说明
最近实在太忙, 没太有空推进这个项目,我想还是尽量抽一点点时间推进具体的工程,然后更多的还是用碎片化的时间从整体上对qtv200进行设计完善。有些结构的问题其实是需要理清的,例如:
- 1 要先基于原始数据进行描述性分析:采用「二阶导」来描述变化趋势
- 2 先模式后模型:基于易于解释的数据生成模式,这样模式本身也是易于理解的
- 3 UCS time loop: 按照统一时间轴进行统一的调度。这个非常有用,算是固化下来了。Python一些可能用的到的函数系列130 UCS-Time Brick
内容
1 增加源数据
增加ETF的行情数据跟踪
按照之前设计的方式,增加若干标的的数据跟踪。
按照ETF和执行秒数的差异,进行任务的参数化。本身其实没啥关系,本着不给别人服务器带来不必要的负担,按秒数分开会非常均匀。
...
# 任务19:执行脚本-qtv200 159845 get
task019 = {}
task019['machine'] = 'm4'
task019['task_id'] = 'task019'
task019['description'] = '执行脚本,在周一到周五,上午9点到下午4点执行,获取 159845 的数据。在秒1执行'
task019['pid'] = '.'.join([task019['machine'],task019['task_id'] ])
task019['job_name'] = 'make_a_request' # 这个是对flask-aps来说的
task019['set_to_status'] = 'running'
task019['running_status'] = ''
task019['start_dt'] = '2024-05-01 00:00:00'
task019['end_dt'] = '2099-06-01 00:00:00'
task019['task_kwargs'] = {'para_dict':
{'url':'http://172.17.0.1:24104/exe_sh/',
'json_data':
{
'the_cmd': 'bash /home/exe_etf_crawl_worker.sh 159845'
}
}
}
task019['interval_para'] ={'second':'7',
'day_of_week':'0-4',
'hour':'9-16'}
task019 = TaskTable(**task019)
task019.save()
# 任务20:执行脚本-qtv200 512690 get
task020 = {}
task020['machine'] = 'm4'
task020['task_id'] = 'task020'
task020['description'] = '执行脚本,在周一到周五,上午9点到下午4点执行,获取 512690 的数据。在秒1执行'
task020['pid'] = '.'.join([task020['machine'],task020['task_id'] ])
task020['job_name'] = 'make_a_request' # 这个是对flask-aps来说的
task020['set_to_status'] = 'running'
task020['running_status'] = ''
task020['start_dt'] = '2024-05-01 00:00:00'
task020['end_dt'] = '2099-06-01 00:00:00'
task020['task_kwargs'] = {'para_dict':
{'url':'http://172.17.0.1:24104/exe_sh/',
'json_data':
{
'the_cmd': 'bash /home/exe_etf_crawl_worker.sh 512690'
}
}
}
task020['interval_para'] ={'second':'8',
'day_of_week':'0-4',
'hour':'9-16'}
task020 = TaskTable(**task020)
task020.save()
获取任务并进行发布
def exe_a_task(the_task_obj):
the_task_fsm = FlaskAPSTask(transitions = transitions, wflask=wf, task_id = the_task_obj.task_id)
the_task_fsm.action_rule(the_task_obj)
current_task_status = the_task_fsm.get_a_task_status(task_id = the_task_obj.task_id)
return the_task_obj.update(set__update_time=get_time_str1(), set__running_status =current_task_status)
tasks = TaskTable.objects(machine='m4')
for the_task_obj in tasks:
exe_a_task(the_task_obj)
这样就好了,周一就会自动更新。
2 存量数据
存量数据我从ricequant拿,这里其实涉及到不同数据源的融合问题。行情数据较为简单,我的方法是全量数据抓取后,按同样的方式处理,然后抽几条校验一下。

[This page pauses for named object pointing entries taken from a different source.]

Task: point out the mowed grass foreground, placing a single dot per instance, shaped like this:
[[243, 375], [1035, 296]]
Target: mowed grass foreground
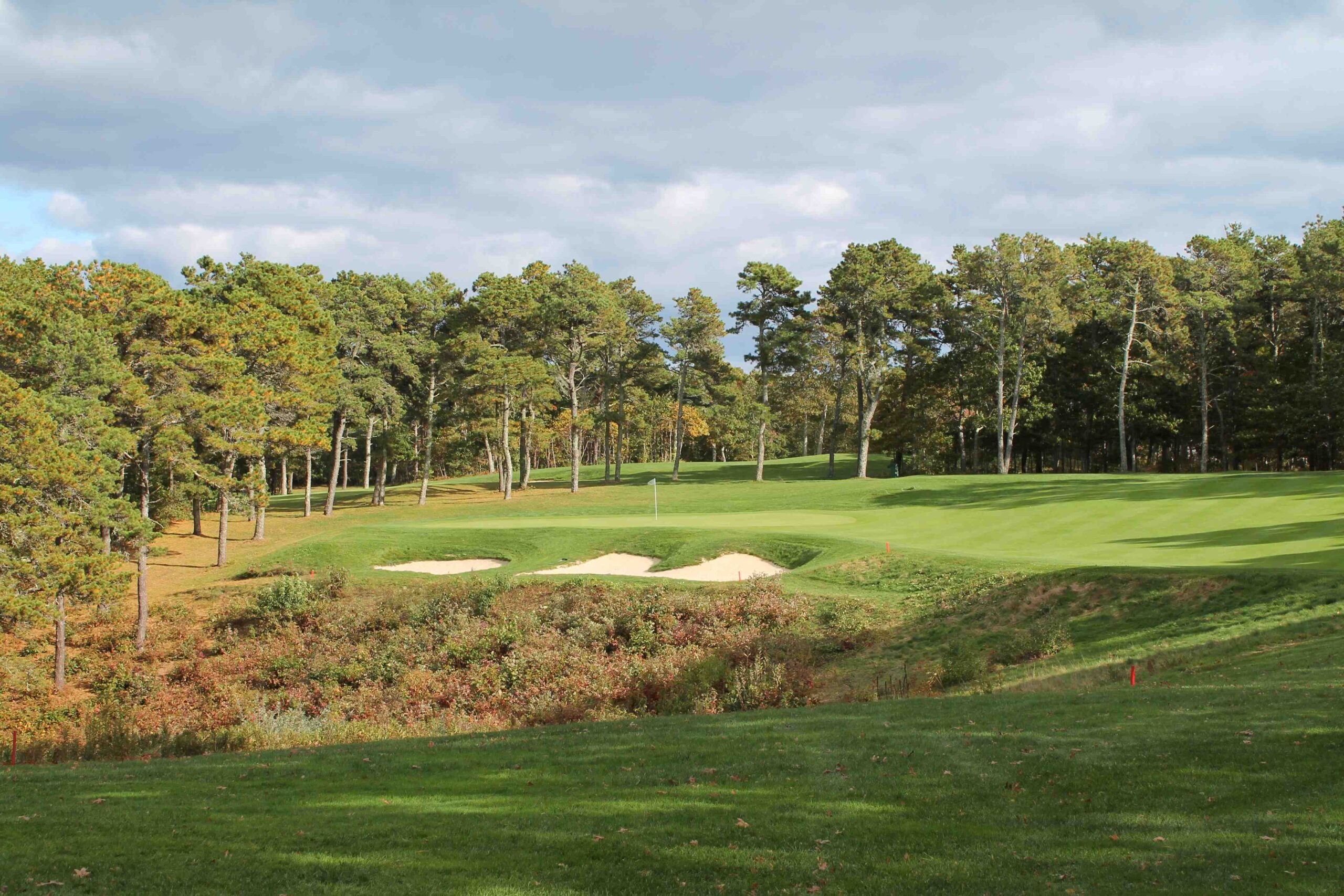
[[1217, 774], [1223, 520], [1223, 778]]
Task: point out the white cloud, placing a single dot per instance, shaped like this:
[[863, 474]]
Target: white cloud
[[673, 144], [68, 210], [58, 251]]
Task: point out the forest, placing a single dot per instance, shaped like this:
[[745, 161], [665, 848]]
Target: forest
[[130, 404]]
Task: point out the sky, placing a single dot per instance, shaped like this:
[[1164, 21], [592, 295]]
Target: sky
[[668, 141]]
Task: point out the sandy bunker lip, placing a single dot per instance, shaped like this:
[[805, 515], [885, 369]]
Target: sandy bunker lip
[[728, 567], [447, 567]]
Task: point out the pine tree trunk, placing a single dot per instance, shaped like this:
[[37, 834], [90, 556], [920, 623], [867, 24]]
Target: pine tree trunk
[[1203, 404], [870, 409], [606, 434], [381, 487], [429, 440], [835, 430], [676, 433], [222, 554], [620, 425], [260, 530], [524, 445], [143, 553], [369, 449], [338, 440], [507, 457], [252, 493], [961, 440], [574, 426], [59, 672], [1016, 394], [1004, 450], [1124, 382]]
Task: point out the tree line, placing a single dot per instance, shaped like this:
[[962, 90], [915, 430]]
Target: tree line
[[128, 404]]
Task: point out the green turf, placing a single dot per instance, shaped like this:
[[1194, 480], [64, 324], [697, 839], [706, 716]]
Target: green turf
[[1232, 520], [1218, 774], [1223, 778]]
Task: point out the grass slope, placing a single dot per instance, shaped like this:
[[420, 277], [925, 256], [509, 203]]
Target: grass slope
[[1229, 520], [1218, 774], [1217, 779]]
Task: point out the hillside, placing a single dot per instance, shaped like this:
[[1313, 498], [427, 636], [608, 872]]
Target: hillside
[[1010, 610]]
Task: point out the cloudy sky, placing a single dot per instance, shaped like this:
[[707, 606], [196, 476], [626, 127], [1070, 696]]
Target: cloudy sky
[[673, 141]]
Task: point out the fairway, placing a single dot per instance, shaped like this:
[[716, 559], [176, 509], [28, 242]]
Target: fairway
[[1215, 774]]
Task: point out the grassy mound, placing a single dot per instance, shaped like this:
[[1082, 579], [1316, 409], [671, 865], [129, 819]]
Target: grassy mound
[[1018, 604]]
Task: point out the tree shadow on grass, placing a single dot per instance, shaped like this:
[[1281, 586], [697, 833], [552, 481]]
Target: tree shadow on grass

这不算是严格的数据校验,而严格的方法是我目前没法花时间去研究的。按以往的经验来来看,问题不大。
import pandas as pd
start_date = '2000-01-01'
end_date = '2099-12-31'
# 真实取的是分钟
df = get_price('510300.XSHG',start_date=start_date,end_date=end_date,frequency='1m')
df1 = df.reset_index()
df1.to_csv('510300_all_data_20240706.csv', index=False)
可以看到 数据下载后进行转换。
一种比较好的方式是用pydantic。这相当于定义了一个数据模型,并尽可能的按设计进行校验和转换。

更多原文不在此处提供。